What better force is there than the force of life itself? I believe in life. I believe in living. If I can make a healthy choice today, drink a little extra water (that is a difficult one for me), use little less or no salt at all then I was proactive in helping myself. I keep moving, even if to some it may not seem that way, but me keeping my legs moving doing ankle pumps helps my circulation and that is very important. I do what I can and try to do little more each day.

Sometimes it seems like I am back to square one but those are the days I have to remind myself, I am not bed bound, I say to myself it could be worse. There are moments I want to feel sorry for myself. I allow that moment to linger for a minute or two then I say enough is enough “Hebranko” there are people worse off than you. You were worse off than you!

The glass is half full and soon to run over. I could look at life as “man I am almost sixty, which is really old…”! or “wow cool almost sixty, not bad for a guy who was suppose to be dead since he was 21, 33, 40, 48, 53…”! Sixty is not that old it is just a state of mind.

As long as in your head you feel right about yourself it will be then that the body will start to react! Change comes from within first. You have to want it; you have to believe in it! You have to fight for it!

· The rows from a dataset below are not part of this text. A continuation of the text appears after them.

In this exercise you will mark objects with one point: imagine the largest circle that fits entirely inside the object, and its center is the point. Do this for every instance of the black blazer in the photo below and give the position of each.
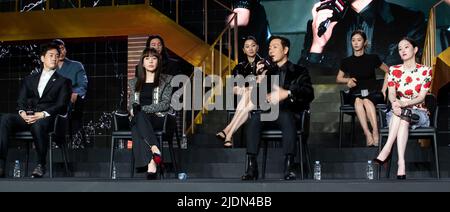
(298, 81)
(55, 98)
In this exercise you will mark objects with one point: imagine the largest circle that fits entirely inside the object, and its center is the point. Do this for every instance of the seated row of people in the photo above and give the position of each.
(151, 92)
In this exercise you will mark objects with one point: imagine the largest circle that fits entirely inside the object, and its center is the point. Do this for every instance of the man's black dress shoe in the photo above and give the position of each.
(289, 173)
(401, 177)
(38, 172)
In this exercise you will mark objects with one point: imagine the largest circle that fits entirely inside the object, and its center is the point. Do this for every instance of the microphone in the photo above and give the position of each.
(339, 7)
(268, 63)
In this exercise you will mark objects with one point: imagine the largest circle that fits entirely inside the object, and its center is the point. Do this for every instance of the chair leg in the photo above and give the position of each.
(300, 150)
(132, 164)
(436, 157)
(27, 158)
(380, 144)
(263, 174)
(172, 156)
(64, 154)
(307, 154)
(352, 138)
(111, 161)
(341, 119)
(50, 151)
(161, 145)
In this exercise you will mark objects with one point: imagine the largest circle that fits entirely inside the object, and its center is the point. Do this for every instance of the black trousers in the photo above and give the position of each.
(285, 122)
(11, 123)
(76, 116)
(143, 127)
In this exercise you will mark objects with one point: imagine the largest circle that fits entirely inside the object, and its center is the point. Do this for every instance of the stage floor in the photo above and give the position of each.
(220, 185)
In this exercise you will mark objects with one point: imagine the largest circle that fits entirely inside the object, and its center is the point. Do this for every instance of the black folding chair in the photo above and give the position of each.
(57, 135)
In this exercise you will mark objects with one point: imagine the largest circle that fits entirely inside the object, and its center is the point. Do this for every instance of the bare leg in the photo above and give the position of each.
(393, 131)
(402, 139)
(151, 168)
(361, 113)
(371, 114)
(241, 119)
(239, 110)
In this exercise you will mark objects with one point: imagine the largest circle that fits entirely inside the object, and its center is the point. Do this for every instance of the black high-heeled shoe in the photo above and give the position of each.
(401, 177)
(382, 162)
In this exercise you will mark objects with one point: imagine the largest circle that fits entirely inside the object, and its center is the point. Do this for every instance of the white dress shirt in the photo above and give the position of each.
(43, 81)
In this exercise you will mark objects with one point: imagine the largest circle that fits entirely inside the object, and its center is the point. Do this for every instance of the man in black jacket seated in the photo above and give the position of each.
(294, 95)
(42, 97)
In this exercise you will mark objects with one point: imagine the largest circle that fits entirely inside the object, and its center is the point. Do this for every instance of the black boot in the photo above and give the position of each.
(252, 168)
(289, 173)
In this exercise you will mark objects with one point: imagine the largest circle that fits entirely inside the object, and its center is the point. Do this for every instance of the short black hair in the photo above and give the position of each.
(49, 46)
(58, 42)
(411, 41)
(360, 32)
(249, 38)
(284, 42)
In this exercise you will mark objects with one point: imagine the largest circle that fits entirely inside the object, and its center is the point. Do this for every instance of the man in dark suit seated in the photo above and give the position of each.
(294, 95)
(42, 97)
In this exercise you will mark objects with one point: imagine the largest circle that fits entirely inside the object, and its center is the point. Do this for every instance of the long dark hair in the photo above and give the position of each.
(164, 53)
(414, 44)
(142, 73)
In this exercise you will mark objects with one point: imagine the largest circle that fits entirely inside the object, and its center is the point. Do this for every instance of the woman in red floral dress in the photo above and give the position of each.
(408, 84)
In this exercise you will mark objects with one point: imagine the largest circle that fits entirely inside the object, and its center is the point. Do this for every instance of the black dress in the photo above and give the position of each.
(362, 68)
(143, 127)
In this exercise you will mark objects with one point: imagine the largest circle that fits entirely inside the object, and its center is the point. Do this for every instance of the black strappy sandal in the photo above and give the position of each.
(221, 135)
(228, 144)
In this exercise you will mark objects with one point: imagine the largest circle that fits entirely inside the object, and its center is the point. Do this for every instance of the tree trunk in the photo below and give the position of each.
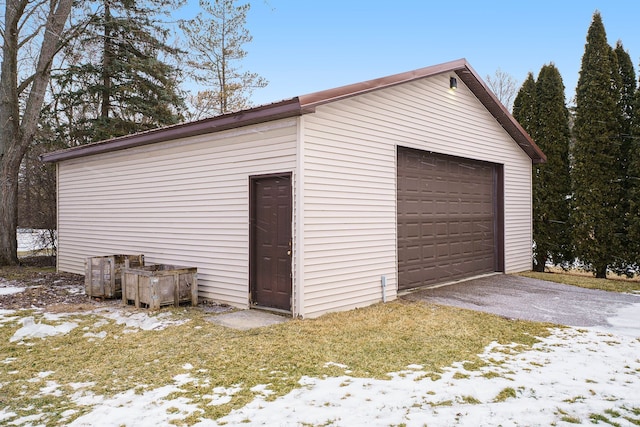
(9, 209)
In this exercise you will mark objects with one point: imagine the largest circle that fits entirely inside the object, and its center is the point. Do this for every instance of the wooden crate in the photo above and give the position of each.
(157, 285)
(103, 274)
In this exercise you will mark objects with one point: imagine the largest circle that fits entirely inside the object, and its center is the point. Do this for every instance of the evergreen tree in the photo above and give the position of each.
(551, 180)
(633, 230)
(626, 78)
(597, 174)
(120, 80)
(524, 111)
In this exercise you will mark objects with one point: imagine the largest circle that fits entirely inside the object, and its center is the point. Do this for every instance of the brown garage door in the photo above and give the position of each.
(449, 218)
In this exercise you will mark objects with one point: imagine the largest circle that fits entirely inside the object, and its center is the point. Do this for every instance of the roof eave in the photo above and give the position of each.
(279, 110)
(473, 81)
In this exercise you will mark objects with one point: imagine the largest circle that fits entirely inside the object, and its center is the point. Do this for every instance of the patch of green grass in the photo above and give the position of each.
(596, 418)
(470, 400)
(372, 342)
(586, 280)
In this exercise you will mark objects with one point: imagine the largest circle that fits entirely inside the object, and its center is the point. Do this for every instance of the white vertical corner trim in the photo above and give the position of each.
(298, 288)
(57, 216)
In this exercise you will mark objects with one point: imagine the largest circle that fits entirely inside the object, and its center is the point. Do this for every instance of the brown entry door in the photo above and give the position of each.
(270, 261)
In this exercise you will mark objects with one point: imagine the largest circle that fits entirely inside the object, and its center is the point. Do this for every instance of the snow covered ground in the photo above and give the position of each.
(574, 376)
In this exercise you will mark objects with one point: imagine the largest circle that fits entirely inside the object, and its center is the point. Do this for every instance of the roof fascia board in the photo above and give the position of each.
(310, 101)
(280, 110)
(486, 96)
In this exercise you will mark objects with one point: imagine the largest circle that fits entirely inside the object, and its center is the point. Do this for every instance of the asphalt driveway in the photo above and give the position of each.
(519, 297)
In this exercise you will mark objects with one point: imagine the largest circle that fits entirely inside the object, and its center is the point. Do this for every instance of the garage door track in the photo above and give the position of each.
(524, 298)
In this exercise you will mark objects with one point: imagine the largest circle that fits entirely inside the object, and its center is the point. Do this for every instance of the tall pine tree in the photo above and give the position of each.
(540, 108)
(120, 80)
(525, 103)
(626, 78)
(633, 180)
(597, 172)
(551, 181)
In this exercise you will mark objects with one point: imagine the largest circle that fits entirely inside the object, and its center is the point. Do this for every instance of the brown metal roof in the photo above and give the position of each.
(306, 104)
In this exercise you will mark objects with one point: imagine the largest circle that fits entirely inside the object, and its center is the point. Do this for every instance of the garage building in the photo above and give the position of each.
(322, 202)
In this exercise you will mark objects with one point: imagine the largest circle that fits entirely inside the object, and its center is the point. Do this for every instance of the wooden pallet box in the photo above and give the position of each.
(154, 286)
(103, 274)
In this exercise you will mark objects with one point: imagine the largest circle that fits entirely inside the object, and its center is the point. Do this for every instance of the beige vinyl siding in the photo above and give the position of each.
(350, 189)
(182, 202)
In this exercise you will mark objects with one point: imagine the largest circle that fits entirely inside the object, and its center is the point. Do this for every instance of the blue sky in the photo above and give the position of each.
(303, 46)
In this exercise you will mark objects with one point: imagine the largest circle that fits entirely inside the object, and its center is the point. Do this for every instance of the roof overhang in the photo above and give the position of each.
(307, 104)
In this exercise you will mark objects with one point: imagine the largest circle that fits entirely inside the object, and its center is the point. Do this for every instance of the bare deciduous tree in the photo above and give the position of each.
(29, 26)
(216, 38)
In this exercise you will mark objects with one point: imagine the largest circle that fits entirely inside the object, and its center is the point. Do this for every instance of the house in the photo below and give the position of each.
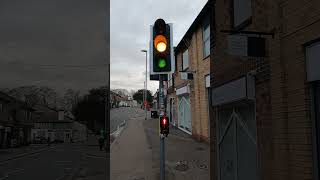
(187, 91)
(15, 122)
(51, 123)
(265, 83)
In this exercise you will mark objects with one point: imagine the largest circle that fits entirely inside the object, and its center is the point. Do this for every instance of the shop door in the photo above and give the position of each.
(184, 113)
(237, 143)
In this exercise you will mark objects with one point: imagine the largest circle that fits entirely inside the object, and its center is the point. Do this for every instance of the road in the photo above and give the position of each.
(118, 115)
(60, 162)
(64, 161)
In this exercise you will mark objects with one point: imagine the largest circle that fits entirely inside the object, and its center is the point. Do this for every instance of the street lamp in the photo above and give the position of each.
(146, 83)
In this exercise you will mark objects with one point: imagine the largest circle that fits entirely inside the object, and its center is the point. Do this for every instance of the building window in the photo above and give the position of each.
(312, 61)
(206, 40)
(241, 11)
(315, 112)
(170, 80)
(185, 60)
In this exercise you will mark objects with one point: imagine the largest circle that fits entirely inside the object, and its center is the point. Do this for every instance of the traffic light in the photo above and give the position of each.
(161, 48)
(164, 125)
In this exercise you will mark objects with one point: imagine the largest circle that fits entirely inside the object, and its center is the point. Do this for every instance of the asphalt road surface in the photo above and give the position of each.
(118, 115)
(61, 162)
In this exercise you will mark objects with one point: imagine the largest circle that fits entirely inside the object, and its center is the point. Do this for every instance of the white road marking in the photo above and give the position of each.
(11, 172)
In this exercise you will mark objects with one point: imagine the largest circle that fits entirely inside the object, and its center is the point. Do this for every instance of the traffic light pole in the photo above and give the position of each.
(162, 113)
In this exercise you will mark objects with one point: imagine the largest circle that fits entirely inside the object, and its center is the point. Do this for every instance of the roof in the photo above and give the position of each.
(208, 7)
(8, 98)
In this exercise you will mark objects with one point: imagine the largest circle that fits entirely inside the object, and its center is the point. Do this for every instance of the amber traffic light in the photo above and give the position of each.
(161, 47)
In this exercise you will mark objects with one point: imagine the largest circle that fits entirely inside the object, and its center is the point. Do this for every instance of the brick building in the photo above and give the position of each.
(15, 122)
(265, 110)
(187, 99)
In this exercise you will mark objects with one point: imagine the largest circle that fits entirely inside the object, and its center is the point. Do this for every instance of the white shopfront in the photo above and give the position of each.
(234, 104)
(184, 109)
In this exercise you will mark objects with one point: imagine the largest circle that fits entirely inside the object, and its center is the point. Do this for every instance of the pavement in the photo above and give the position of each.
(121, 114)
(185, 158)
(130, 156)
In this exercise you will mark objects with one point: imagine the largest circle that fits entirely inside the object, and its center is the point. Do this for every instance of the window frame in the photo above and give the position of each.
(182, 67)
(315, 116)
(205, 26)
(244, 23)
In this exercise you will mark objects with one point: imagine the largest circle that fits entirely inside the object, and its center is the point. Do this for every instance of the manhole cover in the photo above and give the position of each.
(203, 166)
(182, 166)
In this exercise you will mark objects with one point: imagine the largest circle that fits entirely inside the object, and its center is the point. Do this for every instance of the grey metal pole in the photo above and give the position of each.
(146, 86)
(162, 112)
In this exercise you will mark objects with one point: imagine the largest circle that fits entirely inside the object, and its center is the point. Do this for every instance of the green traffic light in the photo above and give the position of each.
(162, 63)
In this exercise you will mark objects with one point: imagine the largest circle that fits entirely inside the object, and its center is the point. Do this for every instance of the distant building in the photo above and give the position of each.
(15, 122)
(56, 125)
(188, 87)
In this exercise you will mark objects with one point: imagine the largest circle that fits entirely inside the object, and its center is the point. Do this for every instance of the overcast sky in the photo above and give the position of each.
(130, 30)
(57, 43)
(61, 43)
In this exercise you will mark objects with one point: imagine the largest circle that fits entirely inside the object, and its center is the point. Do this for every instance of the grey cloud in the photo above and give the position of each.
(130, 31)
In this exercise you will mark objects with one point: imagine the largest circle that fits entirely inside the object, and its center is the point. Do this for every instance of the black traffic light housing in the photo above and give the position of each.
(161, 44)
(164, 125)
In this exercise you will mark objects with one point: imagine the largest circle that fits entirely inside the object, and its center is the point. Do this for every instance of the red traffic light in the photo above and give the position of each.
(164, 120)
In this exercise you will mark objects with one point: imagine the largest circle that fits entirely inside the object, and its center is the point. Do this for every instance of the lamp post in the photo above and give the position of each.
(146, 94)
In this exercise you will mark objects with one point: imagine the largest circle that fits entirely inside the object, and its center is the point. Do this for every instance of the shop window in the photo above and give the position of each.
(241, 11)
(185, 60)
(206, 40)
(312, 61)
(315, 112)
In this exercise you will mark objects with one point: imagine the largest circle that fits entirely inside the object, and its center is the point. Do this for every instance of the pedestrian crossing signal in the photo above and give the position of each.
(164, 125)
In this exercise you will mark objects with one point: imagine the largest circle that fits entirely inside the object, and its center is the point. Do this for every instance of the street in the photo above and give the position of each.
(59, 162)
(62, 161)
(118, 115)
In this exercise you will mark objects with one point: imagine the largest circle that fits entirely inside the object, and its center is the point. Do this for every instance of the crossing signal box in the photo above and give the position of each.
(161, 56)
(164, 125)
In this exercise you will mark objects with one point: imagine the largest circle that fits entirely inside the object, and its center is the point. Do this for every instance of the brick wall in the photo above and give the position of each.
(198, 94)
(284, 136)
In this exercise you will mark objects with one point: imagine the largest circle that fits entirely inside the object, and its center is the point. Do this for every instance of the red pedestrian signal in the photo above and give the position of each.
(164, 125)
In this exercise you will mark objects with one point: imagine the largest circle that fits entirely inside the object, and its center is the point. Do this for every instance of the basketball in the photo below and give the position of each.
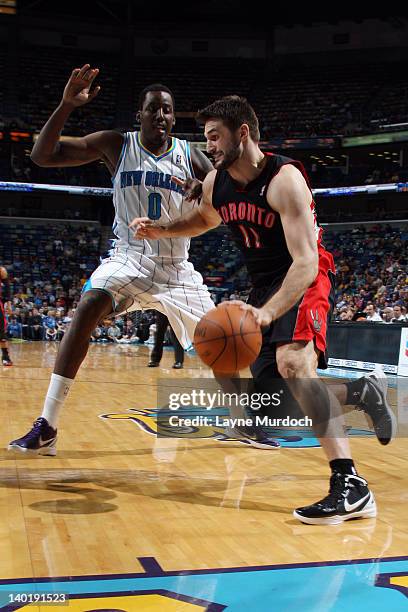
(227, 338)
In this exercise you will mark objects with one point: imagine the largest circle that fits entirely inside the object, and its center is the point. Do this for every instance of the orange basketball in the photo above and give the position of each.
(227, 338)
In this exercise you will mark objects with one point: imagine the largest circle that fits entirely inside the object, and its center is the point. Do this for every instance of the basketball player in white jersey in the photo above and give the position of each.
(138, 273)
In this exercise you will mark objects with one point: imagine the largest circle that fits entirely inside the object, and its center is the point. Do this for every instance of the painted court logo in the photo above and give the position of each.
(154, 421)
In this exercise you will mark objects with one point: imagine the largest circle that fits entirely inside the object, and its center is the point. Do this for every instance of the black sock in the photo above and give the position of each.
(343, 466)
(354, 391)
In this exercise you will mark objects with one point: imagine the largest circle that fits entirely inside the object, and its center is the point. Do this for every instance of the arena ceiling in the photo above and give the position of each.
(189, 11)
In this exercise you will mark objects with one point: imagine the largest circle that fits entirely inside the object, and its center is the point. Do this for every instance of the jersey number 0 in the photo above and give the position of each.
(154, 209)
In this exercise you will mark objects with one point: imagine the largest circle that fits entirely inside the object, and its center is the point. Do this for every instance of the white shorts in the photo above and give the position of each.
(137, 282)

My friends, many of you have emailed me or blogged asking how I am. I will sum it up this way. My body is not that great but my mind is having a ball!

I hope that you, yes you, are doing well. I hope that you are not losing faith and if you are it is time to re-charge! I want you, me and all of us right now take a deep breath and while letting it out say this one thing……..”I am okay, I am worth it”!

Dad, I know you can hear me saying this….Health is the most important, including your spiritual and emotional health also.

Good luck, Good health and have a great rest of today!